The largest pension fund in the world, the Japanese Government Pension Investment Fund (GPIF) with ¥158trn (€1.2trn) in assets under management, is no exception. Around 20% of GPIF’s assets are actively managed, but during the 2014-16 period, they did not outperform their targets. In November 2017 the fund launched a study together with Sony Computer Science Laboratories to explore AI’s impact on asset management. At that time, they were explicit in their intention to “explore whether AI technologies could be used to reconcile asset managers’ explanations of their investment decisions and the actual track record of trading data.”

A proof-of-concept pilot system was developed to test the principle of using deep learning to detect the investment style of managers from trading behavior data (trading items, timing, volume, unrealized gain and losses). The system was composed of a series of ‘detector arrays’, each reacting to the specific style of each manager. Essentially, eight investment logic elements were used to virtually map out manager’s activities relative to a specific fund. Fascinatingly enough, this notion of a virtual fund manager was represented visually in a Summary Report published in March:

The Summary Report concluded that GPIF should indeed be able to conduct more prudent and data-driven selection and monitoring of fund managers using the AI system. They are hoping that this will “foster more constructive and in-depth dialog between GPIF and fund managers, which will improve the performance of their long -term investment practices.”

In accordance with their peers in Japan, new results of the Fidelity Global Institutional Investor Survey reflects similarly high expectations of technological impact on core operations. According to the survey, 79% of respondents believe that technology will fundamentally change how the financial industry functions, and 50% believe that investment allocations will be made without any human contact from asset managers.

However, while GPIF has the means to conduct their own pilot study, most institutional investors do not have such a luxury. While it is clear that they know change is coming, just one out of ten survey respondents had already incorporated AI into their investment processes.
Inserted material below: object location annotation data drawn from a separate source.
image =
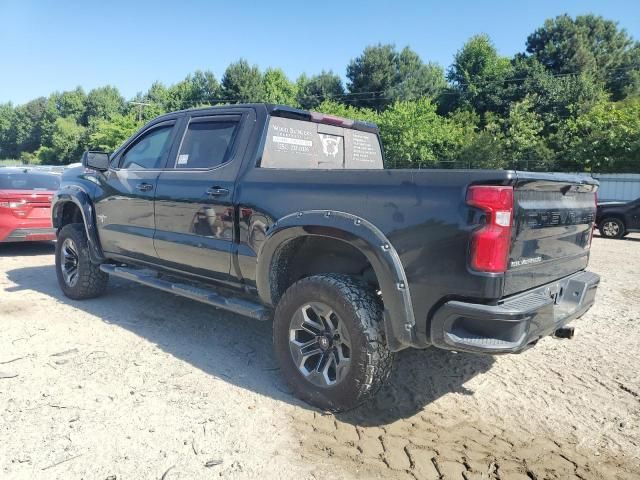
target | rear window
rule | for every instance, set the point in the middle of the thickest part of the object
(298, 144)
(28, 181)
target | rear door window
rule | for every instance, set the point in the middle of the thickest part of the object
(207, 143)
(298, 144)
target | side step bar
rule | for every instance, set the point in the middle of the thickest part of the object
(240, 306)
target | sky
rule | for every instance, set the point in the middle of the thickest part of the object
(52, 45)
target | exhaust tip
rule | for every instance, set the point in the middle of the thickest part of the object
(564, 332)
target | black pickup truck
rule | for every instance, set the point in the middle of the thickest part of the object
(283, 214)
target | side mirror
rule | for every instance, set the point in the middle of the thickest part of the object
(97, 160)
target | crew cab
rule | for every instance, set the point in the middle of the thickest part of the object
(617, 219)
(287, 215)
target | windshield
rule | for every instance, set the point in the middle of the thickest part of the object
(28, 181)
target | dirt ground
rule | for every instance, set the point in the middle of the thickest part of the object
(140, 384)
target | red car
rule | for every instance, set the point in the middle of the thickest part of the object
(25, 204)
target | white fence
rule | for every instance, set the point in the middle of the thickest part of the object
(618, 186)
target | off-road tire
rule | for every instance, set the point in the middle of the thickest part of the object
(607, 232)
(361, 311)
(91, 281)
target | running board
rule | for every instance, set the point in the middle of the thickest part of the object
(232, 304)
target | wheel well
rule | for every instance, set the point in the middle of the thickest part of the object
(70, 214)
(617, 216)
(310, 255)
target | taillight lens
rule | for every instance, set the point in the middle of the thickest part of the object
(12, 203)
(489, 249)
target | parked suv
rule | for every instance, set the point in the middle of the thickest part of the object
(283, 214)
(617, 219)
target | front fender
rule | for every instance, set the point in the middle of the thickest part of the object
(78, 196)
(399, 319)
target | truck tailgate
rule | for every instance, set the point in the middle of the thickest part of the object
(552, 227)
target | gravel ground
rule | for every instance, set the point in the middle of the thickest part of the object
(140, 384)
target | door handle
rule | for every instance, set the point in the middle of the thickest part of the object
(217, 191)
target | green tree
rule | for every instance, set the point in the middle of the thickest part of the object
(103, 102)
(66, 142)
(605, 139)
(242, 83)
(26, 131)
(523, 143)
(415, 79)
(326, 86)
(588, 44)
(381, 76)
(108, 134)
(278, 88)
(71, 103)
(7, 143)
(371, 75)
(478, 76)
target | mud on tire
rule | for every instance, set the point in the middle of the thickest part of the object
(357, 306)
(86, 280)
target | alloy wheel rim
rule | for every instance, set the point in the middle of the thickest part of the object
(320, 344)
(611, 229)
(70, 262)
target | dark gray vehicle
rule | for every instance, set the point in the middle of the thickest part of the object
(283, 214)
(617, 219)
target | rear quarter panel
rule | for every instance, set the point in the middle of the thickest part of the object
(421, 212)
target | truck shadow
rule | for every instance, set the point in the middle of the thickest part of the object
(239, 350)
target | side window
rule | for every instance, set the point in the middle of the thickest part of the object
(206, 144)
(148, 151)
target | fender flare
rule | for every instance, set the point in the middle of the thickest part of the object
(79, 197)
(399, 319)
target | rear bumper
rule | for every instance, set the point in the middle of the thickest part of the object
(518, 321)
(31, 235)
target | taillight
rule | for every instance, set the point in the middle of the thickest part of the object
(12, 203)
(593, 226)
(489, 249)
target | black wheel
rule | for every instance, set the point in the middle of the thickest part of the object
(77, 276)
(329, 341)
(611, 228)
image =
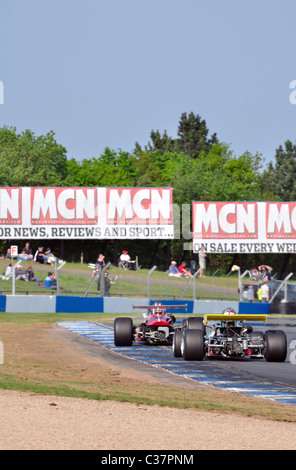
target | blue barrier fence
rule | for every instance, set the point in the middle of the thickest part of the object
(71, 304)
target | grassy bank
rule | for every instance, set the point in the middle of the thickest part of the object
(37, 360)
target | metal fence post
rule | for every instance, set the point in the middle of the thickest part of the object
(148, 281)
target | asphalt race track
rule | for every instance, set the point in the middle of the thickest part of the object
(274, 381)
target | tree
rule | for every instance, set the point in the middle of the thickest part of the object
(27, 160)
(193, 136)
(279, 181)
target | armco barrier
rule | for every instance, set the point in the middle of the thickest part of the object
(79, 304)
(250, 308)
(113, 305)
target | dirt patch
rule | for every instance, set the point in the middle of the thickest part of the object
(47, 354)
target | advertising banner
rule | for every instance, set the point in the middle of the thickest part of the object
(244, 227)
(77, 213)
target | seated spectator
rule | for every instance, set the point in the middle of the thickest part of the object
(173, 270)
(30, 275)
(24, 257)
(50, 258)
(19, 274)
(39, 256)
(125, 261)
(50, 281)
(27, 249)
(183, 271)
(99, 264)
(8, 273)
(8, 254)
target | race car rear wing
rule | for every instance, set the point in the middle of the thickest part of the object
(160, 307)
(240, 317)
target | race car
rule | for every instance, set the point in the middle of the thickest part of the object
(230, 337)
(158, 328)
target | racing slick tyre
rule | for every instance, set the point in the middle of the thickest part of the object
(275, 346)
(195, 323)
(123, 331)
(193, 345)
(177, 342)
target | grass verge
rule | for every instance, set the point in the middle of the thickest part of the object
(36, 361)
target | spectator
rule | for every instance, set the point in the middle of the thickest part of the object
(27, 250)
(8, 254)
(183, 271)
(173, 270)
(30, 275)
(39, 256)
(126, 261)
(24, 257)
(50, 258)
(8, 273)
(50, 281)
(265, 292)
(107, 285)
(259, 294)
(99, 264)
(19, 274)
(202, 261)
(250, 294)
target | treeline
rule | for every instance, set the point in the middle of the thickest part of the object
(196, 165)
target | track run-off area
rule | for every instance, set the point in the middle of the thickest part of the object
(273, 381)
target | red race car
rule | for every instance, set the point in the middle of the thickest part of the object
(158, 327)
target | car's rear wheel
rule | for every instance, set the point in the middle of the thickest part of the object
(275, 346)
(123, 331)
(177, 342)
(193, 345)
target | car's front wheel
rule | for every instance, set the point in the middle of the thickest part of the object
(123, 331)
(177, 342)
(193, 345)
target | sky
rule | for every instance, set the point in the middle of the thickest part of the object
(104, 73)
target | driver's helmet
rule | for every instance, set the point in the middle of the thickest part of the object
(156, 310)
(229, 311)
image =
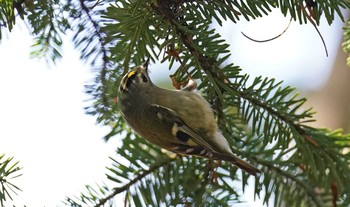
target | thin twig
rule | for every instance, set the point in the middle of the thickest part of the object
(273, 38)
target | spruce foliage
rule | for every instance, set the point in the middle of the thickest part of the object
(264, 120)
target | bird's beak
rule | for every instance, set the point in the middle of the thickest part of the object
(145, 65)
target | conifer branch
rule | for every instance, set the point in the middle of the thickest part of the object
(134, 181)
(103, 50)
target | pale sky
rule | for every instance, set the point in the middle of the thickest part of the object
(43, 124)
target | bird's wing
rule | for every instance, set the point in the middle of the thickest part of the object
(181, 130)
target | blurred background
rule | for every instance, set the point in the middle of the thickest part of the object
(44, 126)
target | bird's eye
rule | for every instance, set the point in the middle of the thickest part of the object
(129, 80)
(144, 78)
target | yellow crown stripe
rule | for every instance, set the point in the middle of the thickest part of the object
(131, 73)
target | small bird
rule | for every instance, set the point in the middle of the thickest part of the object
(176, 120)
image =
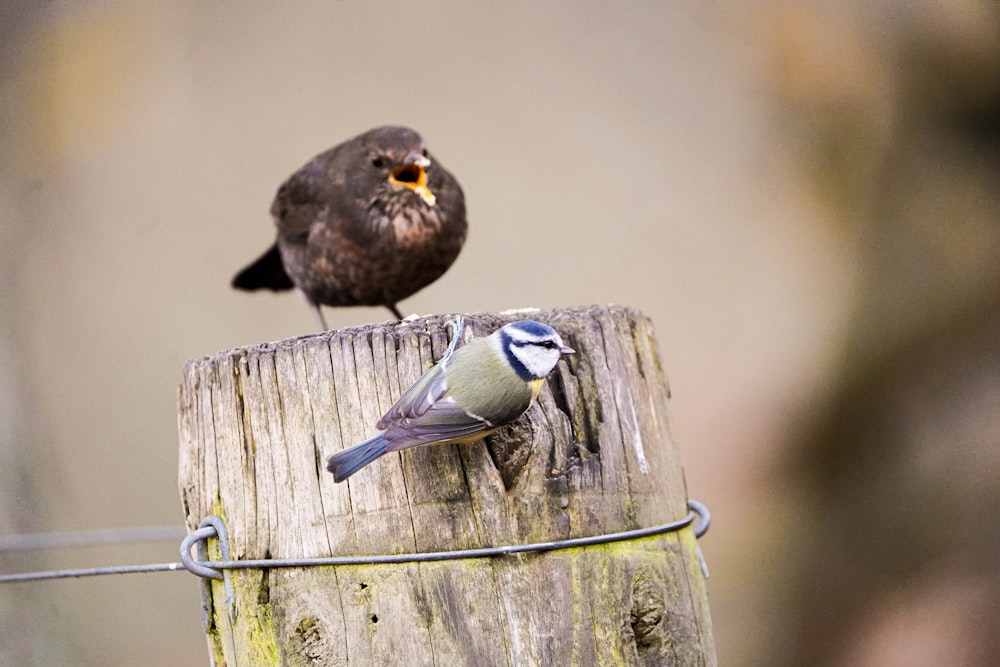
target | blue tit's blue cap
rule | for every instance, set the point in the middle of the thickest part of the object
(533, 328)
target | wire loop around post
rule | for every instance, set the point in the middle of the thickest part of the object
(213, 526)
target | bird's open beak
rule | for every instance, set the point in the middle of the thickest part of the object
(412, 174)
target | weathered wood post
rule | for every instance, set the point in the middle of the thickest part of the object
(595, 456)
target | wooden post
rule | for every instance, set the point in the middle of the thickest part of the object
(596, 455)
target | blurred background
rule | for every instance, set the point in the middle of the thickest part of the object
(805, 198)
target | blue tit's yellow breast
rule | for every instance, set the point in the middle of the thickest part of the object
(484, 384)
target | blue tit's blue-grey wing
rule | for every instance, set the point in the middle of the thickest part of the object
(419, 398)
(444, 421)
Institutional investors in the Netherlands – widely known to have one of the most advanced pension systems in the world – are also grappling with how best to handle this technological shift. The sixth annual Bismarck-lezing, hosted by the Netherlands Investment Managers Forum (NIMF) on 15 November, will address the role and impact that innovation has on the Dutch pension sector. Their questions can be considered a barometer for the sector as a whole: how much of these changes will actually innovate our sector? What will the impact of these changes be? Will innovation and digital transformation usher in desired improvements?